One thing, man or woman, that people will always remember is how many people have you have been with, especially if they know the person. It's like a constant visual.

I never asked my wife. I didn't want to know. I know she had, but I don't need to know the details. I just so happened to innocently stumble upon some pictures while cleaning up our old iPods for sale with her and a fat man (No disrespect) that was much older than her kissing. It was sickening. I left it and let her go through it and never mentioned it because I didn't want to know anything. It was funny because I know she lied on several occasions. But, I work through it. If she has things to hide or doesn't want to remember, I don't want to pry.

Your guy sounds like if you do not admit what you did, he will hold it against you and pester you until you cave.
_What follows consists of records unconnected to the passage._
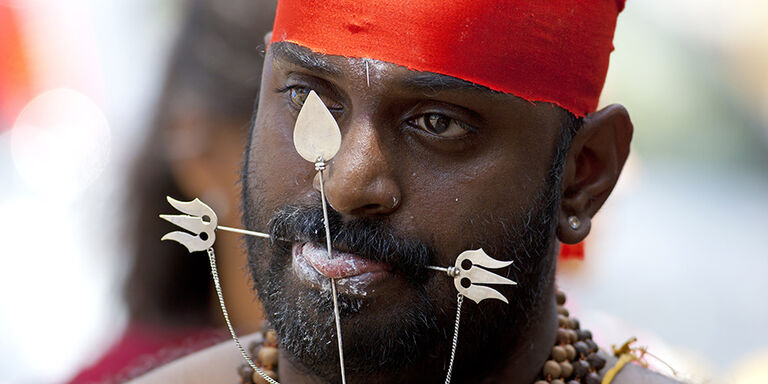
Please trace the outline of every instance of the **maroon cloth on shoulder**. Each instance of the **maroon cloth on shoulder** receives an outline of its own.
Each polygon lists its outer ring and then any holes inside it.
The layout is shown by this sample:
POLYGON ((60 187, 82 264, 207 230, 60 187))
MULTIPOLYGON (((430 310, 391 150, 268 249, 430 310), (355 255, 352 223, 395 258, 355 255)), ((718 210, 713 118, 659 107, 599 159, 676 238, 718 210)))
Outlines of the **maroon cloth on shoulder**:
POLYGON ((228 337, 223 328, 130 324, 120 340, 69 383, 122 383, 228 337))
If you do tell him, it will be much of the same but at least it's out in the open, and you can decide if it's worth the struggle to be labeled in his eyes as a liar and probably a few other nasty words.


----------



## aug (Aug 21, 2011)

For completeness, thread continues here: http://talkaboutmarriage.com/genera...ion/77650-my-husband-cant-forgive-forget.html


----------



## Urban (Mar 29, 2013)

IMHO, it doesn't matter if you tell him everything or nothing at all. He will use this against you for the rest of your life either way. Down the road, every time he texts other women, calls you names, treats you poorly, you won't be able to say a thing to him about it without him lording this over you.

Your ONS didn't hurt him, it was a gift because now he has something that he can use to control you forever. 

It will never get better.


----------